New vision for character and resilience – Friday 8 February 2019

This week I report on the Education Secretary’s five foundations for character education, a series of trials testing different approaches to supporting young people’s mental health and an EEF trial of an English mastery programme at Key Stage 3.

Vision for character and resilience
This week the Education Secretary, Damian Hinds laid out the 5 Foundations for Building Character and pledged to work with schools and external organisations, including membership bodies and charities, to help every child access activities within each of those foundations. The foundations are:

  • Sport – which includes competitive sport and activities such as running, martial arts, swimming and purposeful recreational activities, such as rock climbing, hiking, orienteering, gym programmes, yoga or learning to ride a bike.
  • Creativity – this involves all creative activities from coding, arts and crafts, writing, graphic design, film making and music composition.
  • Performing – activities could include dance, theatre and drama, musical performance, choir, debating or public speaking.
  • Volunteering & Membership – brings together teams for practical action in the service of others or groups, such as volunteering, litter-picking, fundraising, any structured youth programmes or uniformed groups like Beavers, Brownies, Cubs, Guides, Scouts, Cadets and Duke of Edinburgh.
  • World of work – practical experience of the world of work, work experience or entrepreneurship. For primary age children, this may involve opportunities to meet role models from different jobs.

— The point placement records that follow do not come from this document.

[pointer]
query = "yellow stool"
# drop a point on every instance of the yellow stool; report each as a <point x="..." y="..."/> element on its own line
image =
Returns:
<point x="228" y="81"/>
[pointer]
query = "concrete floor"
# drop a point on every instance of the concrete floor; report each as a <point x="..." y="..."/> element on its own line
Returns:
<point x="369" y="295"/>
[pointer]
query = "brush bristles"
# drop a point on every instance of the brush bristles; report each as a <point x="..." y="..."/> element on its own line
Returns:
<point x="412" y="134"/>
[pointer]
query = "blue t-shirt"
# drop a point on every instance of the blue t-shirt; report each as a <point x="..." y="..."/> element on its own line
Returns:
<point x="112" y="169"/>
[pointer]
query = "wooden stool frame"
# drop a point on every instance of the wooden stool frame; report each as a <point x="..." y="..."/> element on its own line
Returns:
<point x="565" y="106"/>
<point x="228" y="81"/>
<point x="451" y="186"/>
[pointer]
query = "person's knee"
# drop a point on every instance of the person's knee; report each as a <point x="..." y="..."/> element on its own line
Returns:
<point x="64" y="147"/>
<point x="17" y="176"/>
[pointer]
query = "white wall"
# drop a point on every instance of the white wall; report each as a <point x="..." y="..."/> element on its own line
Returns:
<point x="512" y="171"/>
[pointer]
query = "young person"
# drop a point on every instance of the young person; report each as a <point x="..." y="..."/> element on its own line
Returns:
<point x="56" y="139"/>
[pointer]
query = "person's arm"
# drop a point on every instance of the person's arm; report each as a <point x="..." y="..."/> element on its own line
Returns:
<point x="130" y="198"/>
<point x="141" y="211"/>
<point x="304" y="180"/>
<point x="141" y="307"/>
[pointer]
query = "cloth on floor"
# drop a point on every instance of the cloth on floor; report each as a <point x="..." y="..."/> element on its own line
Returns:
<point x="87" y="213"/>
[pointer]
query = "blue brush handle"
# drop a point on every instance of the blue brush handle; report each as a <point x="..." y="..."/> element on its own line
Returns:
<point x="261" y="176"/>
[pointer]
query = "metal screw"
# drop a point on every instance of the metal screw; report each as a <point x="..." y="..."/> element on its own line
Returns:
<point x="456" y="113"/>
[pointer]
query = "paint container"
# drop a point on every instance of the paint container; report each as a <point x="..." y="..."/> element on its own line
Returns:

To help to make this happen the Education Secretary announced:

  • Plans for an audit of the availability of out of school activities across the country, to help understand where more focus is needed to increase access and choice.
  • A call on businesses and charities to offer more work experience and volunteer placements to young people.
  • Relaunching the Department for Education’s Character Awards, which highlight innovative or outstanding programmes that develop a wide variety of character traits.
  • A new advisory group will develop a new framework to help teachers and school leaders identify the types of opportunities that will help support their pupils to build character. The framework will also provide a self-assessment tool for schools to check how well they are doing.

Mental Health trials launched in 370 schools
To mark Children’s Mental Health Week (4-10 February), the Education Secretary Damian Hinds has announced that up to 370 schools in England will take part in a series of trials testing different approaches to supporting young people’s mental health.

Children will benefit from mindfulness exercises, relaxation techniques and breathing exercises to help them regulate their emotions, alongside pupil sessions with mental health experts. The study will run until 2021 and aims to give schools new, robust evidence about what works best for their students’ mental health and wellbeing.

Mr Hinds also confirmed the nine areas across the country that will trial new high-quality mental health assessments for young people entering care, helping them get the support they need to meet their individual needs at a time when they are more vulnerable.

English mastery programme trial by the EEF
A Key Stage 3 English mastery programme has been selected for a trial by the Education Endowment Foundation (EEF). The EEF will test the approach, which is supported by Ark Ventures, an arm of Ark Schools, in 110 schools over two years to find out if it will boost pupil progress. Around 700 teachers and 40,000 pupils are expected to be involved.
Ark recently announced that it is developing a school curriculum programme covering “all the major subjects” that it plans to sell to other schools. It comes as Ofsted’s new framework shifts its focus from exam results to how schools deliver curriculum.

The new trial is one of five unveiled today by the EEF, which exists to test approaches that “break the link between family income and educational achievement”. Other successful projects include a scheme to improve access to glasses, and programmes for struggling readers.